The exception: if your first accessory is a heavy compound (like barbell rows after deadlifts, or overhead press after bench), give it at least 2-3 warm-up sets because you are loading the spine or shoulders in a new pattern even though you are already warm.
Common warm-up mistakes
Doing static stretching before lifting. I covered this in detail in the foam rolling vs stretching article, but it bears repeating. Static stretching reduces maximal force production by about 5% if done immediately before lifting (Simic et al., 2013). Use dynamic stretching instead. Save the static holds for after your session.
Warming up too aggressively. Your warm-up is not a conditioning session. If you are out of breath and sweating heavily after 5 minutes on the rowing machine, you spent energy you need for your working sets. Light sweat, slightly elevated heart rate. That is the target.
Too many warm-up sets. If you are doing 10 warm-up sets before your first working set, you are wasting energy and time. 4-6 warm-up sets is plenty for most people at most working weights.
Too few warm-up sets. Going from an empty bar to your working weight in two jumps. Your joints, muscles, and nervous system are not prepared for the load. Take the time to ramp up properly. This is especially important for people over 30 whose connective tissue takes longer to warm up.
Not warming up at all. This is the biggest one. I have seen people tear their pec on the first rep because they loaded up 225 without a single warm-up set. I have seen guys strain their lower back on their first deadlift rep because they did not bother warming up their hips. Five to 10 minutes of warming up can prevent an injury that costs you weeks or months of training. The math is simple.
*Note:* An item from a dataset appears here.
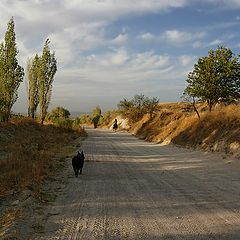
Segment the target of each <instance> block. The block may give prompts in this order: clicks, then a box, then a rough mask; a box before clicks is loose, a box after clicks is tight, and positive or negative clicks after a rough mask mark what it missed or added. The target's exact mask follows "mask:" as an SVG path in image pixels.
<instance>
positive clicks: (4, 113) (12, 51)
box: [0, 18, 24, 121]
mask: <svg viewBox="0 0 240 240" xmlns="http://www.w3.org/2000/svg"><path fill="white" fill-rule="evenodd" d="M14 28H15V24H14V20H13V18H11V19H10V21H9V22H8V27H7V31H6V33H5V37H4V42H3V43H1V45H0V93H1V95H0V111H1V114H2V115H3V120H5V121H8V119H9V117H10V113H11V109H12V106H13V104H14V103H15V102H16V100H17V98H18V93H17V90H18V88H19V85H20V83H21V82H22V81H23V77H24V70H23V68H22V67H21V66H20V65H19V64H18V60H17V54H18V50H17V45H16V34H15V30H14Z"/></svg>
Over-relying on the foam roller. Spending 15 minutes rolling out every muscle before training is not a warm-up. It might make you feel looser, but it does not raise your core temperature, does not prepare your nervous system, and does not practice the movement patterns you are about to load. Foam rolling can be part of a warm-up (2-3 minutes on problem areas), but it should not be the whole warm-up.
The cold weather adjustment
If you train in a garage gym, an unheated warehouse gym, or anywhere that gets genuinely cold, you need a longer general warm-up. Your muscles and joints take longer to reach optimal temperature in a 40-degree room than a 70-degree room.
In cold environments:
- •Extend the general warm-up to 5-8 minutes
- •Add an extra warm-up set or two during your ramp-up
- •Wear layers and only remove them once you are genuinely warm
- •Keep rest periods slightly shorter to avoid cooling down between sets
I trained in a garage gym in the northeast for two winters. The worst thing was that mid-session cooldown between sets when you are standing around in 45-degree air. I started keeping a hoodie on until my heaviest sets, and honestly that alone made a noticeable difference in how the weights felt.
The bottom line: your warm-up should be simple, efficient, and specific to what you are training that day. Get warm, move through the ranges of motion you need, ramp up the bar to working weight, and start training. Fifteen minutes from walking in the door to your first working set is the goal. If your warm-up takes longer than your first exercise, something is wrong.